Friday, May 27, 2016
Cassette Review: Koba/Matthew Crowe "Koba/Matthew Crowe" (5cm Recordings)
[$5 // Edition of 25 // https://5cmrecordings.bandcamp.com/album/koba-matthew-crowe]
Upon first glancing at this cassette I thought it was an album titled "Koba" by Matthew Crowe, but as I opened it up and looked inside I found that it is actually a split between the two artists. Needless to say, I do not recognize the name Koba as an artist but I have reviewed something Matthew Crowe did with BBJr. before so I knew his name right away. What's interesting though is that this isn't going to simply be a matter of "an artist I know and an artist I don't know" since Matthew Crowe was previously heard on a collaboration, so this was almost be like two new artists.
Koba starts things off with big synth and video game type siren builds. It's rattling and then also it becomes hardcore somehow. There is a locomotive build before we get into these distorted guitar loops which remind me of something Blur might do, even though I really only know Blur for that one album with that one song. It gets heavy and the sound coming through is best described as jackhammer ringing.
A buzzing can bring about a bug zapper break down and then everything goes silent. The first time I listened to this, I thought it was done when it went into this bit of dead air, but since then I have caught on. Loud, crashing, distorted guitars come through with slight squeals. An electronic grinding takes us to the end and I feel like it is a trainwreck but in the best possible of ways.
Matthew Crowe offers up something different, almost the opposite, as every bit of Koba that is sexual and violent, Matthew Crowe finds himself on the quieter, eerie side of things. It feels like that basement/boiler room type of chill with screeches. It is the engine room of some old war ship or train fit for battle. Through clanks and other sounds, this reminds me of something out of a horror movie though it would be more atmospheric than your straight up murder music.

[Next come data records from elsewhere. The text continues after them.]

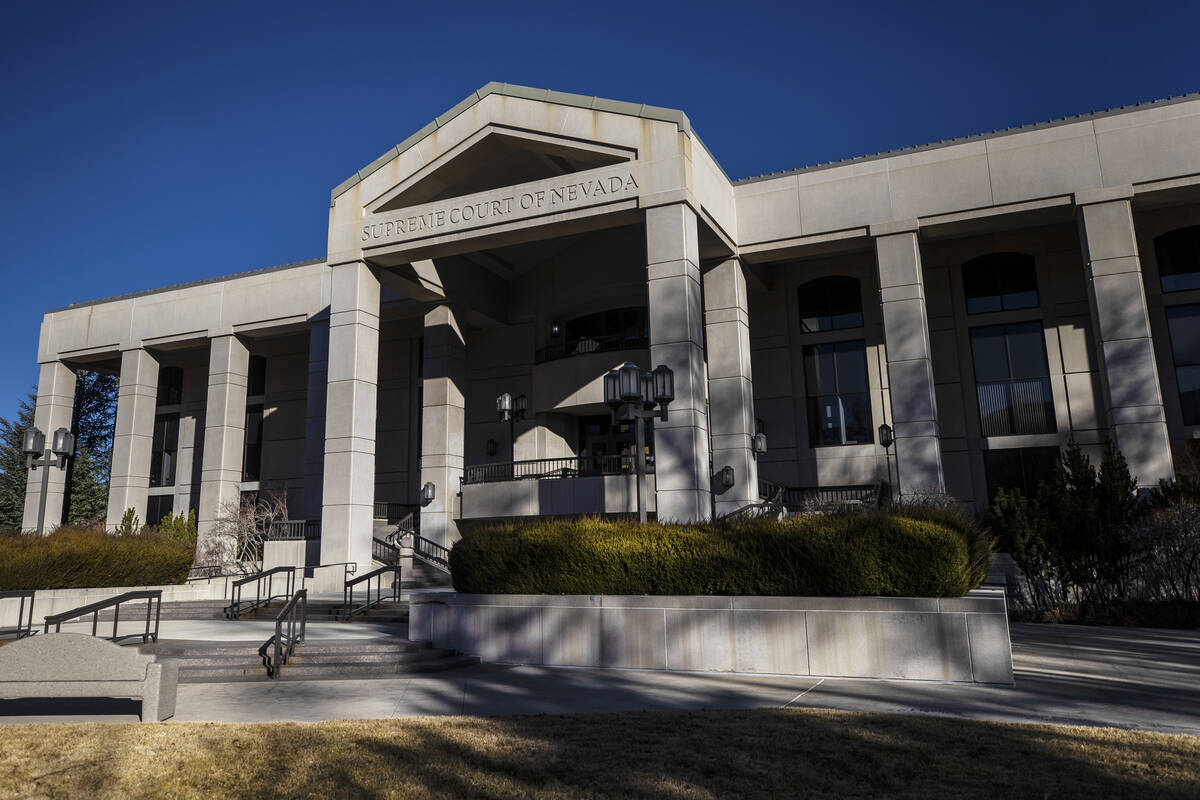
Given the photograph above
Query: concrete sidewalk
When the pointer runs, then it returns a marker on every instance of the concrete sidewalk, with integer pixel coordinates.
(1133, 678)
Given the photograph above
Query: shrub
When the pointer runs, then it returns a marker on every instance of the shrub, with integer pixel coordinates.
(75, 558)
(851, 554)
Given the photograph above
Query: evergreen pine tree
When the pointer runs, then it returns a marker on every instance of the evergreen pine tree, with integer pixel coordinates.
(13, 474)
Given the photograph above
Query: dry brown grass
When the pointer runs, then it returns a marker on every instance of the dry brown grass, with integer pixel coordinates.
(664, 755)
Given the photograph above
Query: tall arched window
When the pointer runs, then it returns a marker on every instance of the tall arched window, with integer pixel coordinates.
(831, 304)
(1000, 282)
(1179, 259)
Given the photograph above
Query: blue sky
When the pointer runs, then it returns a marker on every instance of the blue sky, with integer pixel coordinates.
(148, 144)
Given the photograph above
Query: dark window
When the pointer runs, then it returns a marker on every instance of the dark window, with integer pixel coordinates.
(1179, 259)
(1018, 469)
(832, 304)
(163, 447)
(171, 385)
(1183, 322)
(607, 446)
(1012, 379)
(838, 394)
(256, 377)
(1000, 282)
(159, 506)
(252, 452)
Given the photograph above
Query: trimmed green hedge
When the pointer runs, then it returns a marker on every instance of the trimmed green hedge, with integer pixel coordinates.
(853, 554)
(76, 558)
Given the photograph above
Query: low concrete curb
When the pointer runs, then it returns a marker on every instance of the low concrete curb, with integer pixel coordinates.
(958, 639)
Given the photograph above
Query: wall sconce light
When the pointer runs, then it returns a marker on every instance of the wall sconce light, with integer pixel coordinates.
(727, 476)
(886, 437)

And within that idea we find the connection between these two artists and these two sides of this split cassette. I can assume people reading this know enough about music, but I cannot assume anything they may or may not know about movies so I'm going to keep it fairly mainstream for you here. The idea of listening to Koba would be like watching a straight up slasher film, such as "Halloween" or "The Texas Chainsaw Massacre", but it could also be thought of as a more violent movie such as "Saw" or "Hostel".
At the same time, you have the horror movie sound of Matthew Crowe, which reminds me more of the suspenseful type of horror movies. This could be anything from Alfred Hitchcock's "The Birds" to the original version of "The Fog". As a fan of horror movies I appreciate the gore just as much as the mind-fuckery and so it becomes rather easy to get behind both of these sides of music.

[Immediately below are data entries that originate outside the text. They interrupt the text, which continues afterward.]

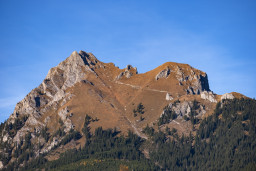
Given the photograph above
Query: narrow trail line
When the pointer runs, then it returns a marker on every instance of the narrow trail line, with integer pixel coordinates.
(138, 132)
(176, 122)
(138, 87)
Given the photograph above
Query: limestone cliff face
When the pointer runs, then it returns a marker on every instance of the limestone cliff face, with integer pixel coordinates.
(82, 85)
(48, 95)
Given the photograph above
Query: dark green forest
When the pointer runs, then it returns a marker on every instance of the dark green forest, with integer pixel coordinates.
(226, 140)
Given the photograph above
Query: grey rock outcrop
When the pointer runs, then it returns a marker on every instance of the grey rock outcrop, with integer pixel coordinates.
(227, 96)
(198, 82)
(168, 96)
(163, 74)
(208, 95)
(128, 72)
(51, 92)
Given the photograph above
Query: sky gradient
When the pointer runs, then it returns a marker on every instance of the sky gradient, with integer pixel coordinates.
(217, 37)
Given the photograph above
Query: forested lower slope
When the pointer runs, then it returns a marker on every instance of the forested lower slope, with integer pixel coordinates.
(226, 140)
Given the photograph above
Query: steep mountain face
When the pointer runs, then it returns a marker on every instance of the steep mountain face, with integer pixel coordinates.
(113, 97)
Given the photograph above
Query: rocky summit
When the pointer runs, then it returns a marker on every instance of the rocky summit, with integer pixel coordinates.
(121, 99)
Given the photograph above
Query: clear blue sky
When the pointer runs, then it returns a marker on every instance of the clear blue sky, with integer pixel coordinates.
(218, 37)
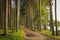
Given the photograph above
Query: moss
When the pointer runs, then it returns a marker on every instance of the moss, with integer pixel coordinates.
(13, 36)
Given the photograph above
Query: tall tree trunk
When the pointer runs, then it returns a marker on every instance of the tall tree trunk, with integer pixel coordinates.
(5, 16)
(39, 14)
(56, 18)
(51, 18)
(17, 13)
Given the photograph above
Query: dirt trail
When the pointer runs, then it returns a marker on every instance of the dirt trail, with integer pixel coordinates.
(30, 35)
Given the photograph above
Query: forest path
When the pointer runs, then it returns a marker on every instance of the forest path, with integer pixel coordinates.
(31, 35)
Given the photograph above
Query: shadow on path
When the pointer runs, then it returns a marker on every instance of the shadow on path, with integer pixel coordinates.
(30, 35)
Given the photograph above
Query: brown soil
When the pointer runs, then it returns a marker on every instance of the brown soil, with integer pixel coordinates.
(30, 35)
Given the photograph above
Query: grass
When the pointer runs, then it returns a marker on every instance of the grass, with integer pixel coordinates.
(48, 33)
(13, 36)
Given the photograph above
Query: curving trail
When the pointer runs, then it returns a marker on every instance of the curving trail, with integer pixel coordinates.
(30, 35)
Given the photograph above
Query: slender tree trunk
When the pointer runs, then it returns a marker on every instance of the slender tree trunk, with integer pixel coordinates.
(5, 16)
(51, 18)
(17, 13)
(56, 18)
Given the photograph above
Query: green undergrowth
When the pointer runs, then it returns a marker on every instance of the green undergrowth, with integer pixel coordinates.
(13, 36)
(48, 33)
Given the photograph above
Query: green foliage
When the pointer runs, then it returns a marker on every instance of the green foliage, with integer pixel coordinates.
(13, 36)
(48, 33)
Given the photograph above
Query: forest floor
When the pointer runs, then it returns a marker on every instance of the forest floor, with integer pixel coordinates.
(31, 35)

I guess at the end of the day what I'm trying to say- regardless of how I say it- is that these are two great pieces of music which evoke the same sort of emotions while sounding almost like opposites of each other. It still amazes me that two things which sound so different can make you feel so similar but it also just comes down to the simple fact that sometimes the unknown (like "The Birds") is scarier than the known (like Leatherface) and this music is an outstanding example of that.